Because AKT phosphorylation on Ser473 requires mTORC2 activity, we analysed in more detail mTORC1 and mTORC2 signalling. We observed a strong decrease in mTORC1 signalling. Specifically, the induction of the phosphorylation of mTORC1 targets 4EBP1, S6K and of its substrate S6 was highly inhibited in refed Reptin Knock-out livers (figure 3A and see online supplementary figure 3B). Paradoxically, the phosphorylation of the mTORC2 substrates AKT (Ser473), PKCα and NDRG1 was increased in ReptinKO livers indicating an activation of mTORC2 signalling both in fed and fasted conditions (figure 3A and supplementary figure 3B). Importantly, S6K-mediated inhibitory feedbacks on mTORC220–23 were also affected, as shown by the absence of phosphorylation of mSIN1 and Rictor (revealed by absence of mobility shift of Rictor on Western blot) in Reptin Knock-out livers on refeeding compared with controls (figure 3A and see online supplementary figure 3B). Thus, inhibition of Reptin impairs mTORC1 but enhances mTORC2 signalling in fasted and refed conditions.
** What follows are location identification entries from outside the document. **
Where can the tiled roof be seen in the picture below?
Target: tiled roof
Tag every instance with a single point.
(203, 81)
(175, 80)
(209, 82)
Global gene expression profile analysis identified 563 upregulated and 503 downregulated genes in Reptin Knock-out liver extracts from refed mice (FC >1.2 and p value<0.05, see online supplementary tables 1–3). Gene ontology (GO) analysis revealed a significant decrease in the biological processes of the GO categories ‘lipid metabolism’, ‘cholesterol metabolism’ and ‘carbohydrate metabolism’ and significant increase of gene sets involved in catabolic processes (table 1).
Gene set enrichment analysis highlighted specific signatures associated with downregulation of fatty acid and cholesterol metabolism and mTORC1 signalling (figure 3C and see online supplementary tables 1–3). In refed Knock-out liver, real-time qPCR confirmed the lack of induction of the lipogenic transcriptional factor gene SREBF1 and its targets glucokinase (GCK), fatty-acyl synthase (FASN), together with SREBF2 and its target involved in cholesterol synthesis HMGCR (figure 3D). Similarly, Reptin ATPase inhibitor-treated hepatocytes displayed a complete lack of induction of glycolytic (GCK), de novo lipogenesis (SREBF1, ACACA, FASN) and cholesterol synthesis (HMGCR) gene sets expression in response to glucose/insulin stimulation (G25i, Glucose 25 mM, Insulin 100 nM) compared with basal glucose 5 mM (figure 3E). Conversely, adenovirus-mediated expression of active SREBP1c24 was able to reactivate FASN expression (see online supplementary figure 3D).
Altogether these data show that loss of Reptin leads to constitutive activation of insulin/AKT signalling associated with an opposite regulation of mTORC1 and mTORC2 signalling. Blockade of mTORC1-mediated signalling is linked to inhibition of de novo lipogenesis and cholesterol transcriptional programme consistent with hypolipidaemia and hypocholesterolaemia described in figure 1I.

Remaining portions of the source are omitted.